Hesitance to report NAT to authorities may occur for multiple reasons. Fear of disrupting the collegial patient-physician relationship36 and possible malpractice suits or other legal entanglement may result in failure to report; orthopaedic surgeons may also have concern around NAT likelihood or feel pressured to have certainty. Reporting may also cause psychological distress to the reporter, as violence directed toward children can cause varied responses including sadness, rage, or secondary traumatic stress among those who detect it. Child abuse mandated reporting laws require only that orthopaedic surgeons have reasonable suspicion for NAT to meet the threshold of mandated reporting; certainty that an injury is NAT is not required.

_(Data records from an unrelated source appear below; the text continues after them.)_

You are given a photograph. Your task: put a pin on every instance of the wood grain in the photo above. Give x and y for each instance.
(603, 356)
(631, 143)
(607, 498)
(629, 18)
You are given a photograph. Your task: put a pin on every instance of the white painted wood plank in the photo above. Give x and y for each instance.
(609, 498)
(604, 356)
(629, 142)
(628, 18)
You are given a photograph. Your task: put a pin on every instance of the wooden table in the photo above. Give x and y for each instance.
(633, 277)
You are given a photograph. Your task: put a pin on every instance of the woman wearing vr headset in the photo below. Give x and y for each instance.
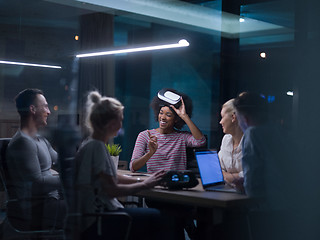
(165, 146)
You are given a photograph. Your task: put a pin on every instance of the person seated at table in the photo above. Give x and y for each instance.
(30, 159)
(165, 146)
(230, 153)
(97, 183)
(270, 168)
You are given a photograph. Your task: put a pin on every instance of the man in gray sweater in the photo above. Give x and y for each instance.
(30, 158)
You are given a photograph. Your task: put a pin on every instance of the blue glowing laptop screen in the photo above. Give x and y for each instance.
(209, 167)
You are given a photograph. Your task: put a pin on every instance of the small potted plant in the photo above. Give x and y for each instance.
(114, 151)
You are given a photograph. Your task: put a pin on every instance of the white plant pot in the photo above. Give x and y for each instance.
(115, 160)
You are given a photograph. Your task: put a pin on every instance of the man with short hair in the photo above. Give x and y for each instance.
(30, 158)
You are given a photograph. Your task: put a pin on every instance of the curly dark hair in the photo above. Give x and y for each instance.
(156, 104)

Reports made to authorities in good faith are immune from legal liability, whereas failure to report risks legal, civil, financial, and other licensure penalties.15

Once suspected NAT has been reported, the orthopaedic surgeon may be asked to provide information regarding the history, PE, and diagnosis to an assigned investigative caseworker from child welfare and/or law enforcement. Investigators will gather history from the caregivers and/or child directly, may perform a scene investigation (such as doll re-enactment) and/or depending on the level and nature of safety risks identified, take temporary custody of the child while further information is gathered. During this time, the child may require admission to the hospital for safety planning, be discharged to kinship care (temporary placement with other family members), or have a safety plan created by investigators to ensure temporary supervision of caregivers with the child. The orthopaedic surgeon should not discharge a child from care until indicated by the investigators to ensure the child's ongoing safety after medical care is complete.

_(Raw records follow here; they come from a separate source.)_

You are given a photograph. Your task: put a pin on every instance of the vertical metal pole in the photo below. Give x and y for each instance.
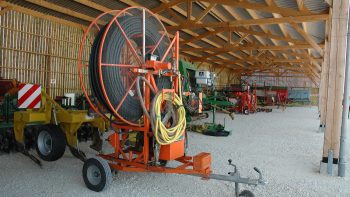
(144, 35)
(345, 116)
(330, 162)
(214, 108)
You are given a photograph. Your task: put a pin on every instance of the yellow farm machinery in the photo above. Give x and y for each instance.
(48, 128)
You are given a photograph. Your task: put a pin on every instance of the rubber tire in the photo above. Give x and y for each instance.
(246, 193)
(105, 171)
(58, 142)
(245, 111)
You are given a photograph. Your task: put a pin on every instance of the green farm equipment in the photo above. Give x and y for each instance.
(193, 103)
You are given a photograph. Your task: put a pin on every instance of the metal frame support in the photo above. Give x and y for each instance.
(345, 116)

The orthopaedic surgeon may be required to testify in either family court or criminal proceedings; the burden of proof for abusive injury in family court is a preponderance of the evidence, whereas for criminal court, the standard is beyond a reasonable doubt. When asked to testify, the orthopaedic surgeon should be prepared to discuss the details of the history, PE, and diagnosed injury and may be called upon to render an opinion regarding the mechanism of injury and abuse likelihood if qualified as an expert witness.

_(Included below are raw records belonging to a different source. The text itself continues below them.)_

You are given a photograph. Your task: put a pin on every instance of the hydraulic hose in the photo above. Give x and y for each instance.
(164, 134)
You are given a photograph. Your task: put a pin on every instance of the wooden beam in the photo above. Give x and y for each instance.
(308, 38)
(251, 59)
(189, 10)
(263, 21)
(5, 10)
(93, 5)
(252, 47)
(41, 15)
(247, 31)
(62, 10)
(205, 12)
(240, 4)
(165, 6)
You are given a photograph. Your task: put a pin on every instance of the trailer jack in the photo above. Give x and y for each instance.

Most children presenting to the orthopaedic surgeon with fracture will not be victims of NAT; however, fracture is the second most common presentation of NAT after bruising. It is vital for NAT to remain in the differential diagnosis for all orthopaedic patients. When possible, identification of sentinel lesions and notification of authorities as a mandated reporter may prevent ongoing abuse and even fatality. Mandatory reporting in good faith is without legal liability, and as such, the orthopaedic surgeon should use their understanding of historical risk factors coupled with clinical patterns of injury to make educated decisions on when to report without fear of repercussions. As a frontline health provider for children with skeletal issues, orthopaedic surgeons are in a particularly vital position to identify and protect these children.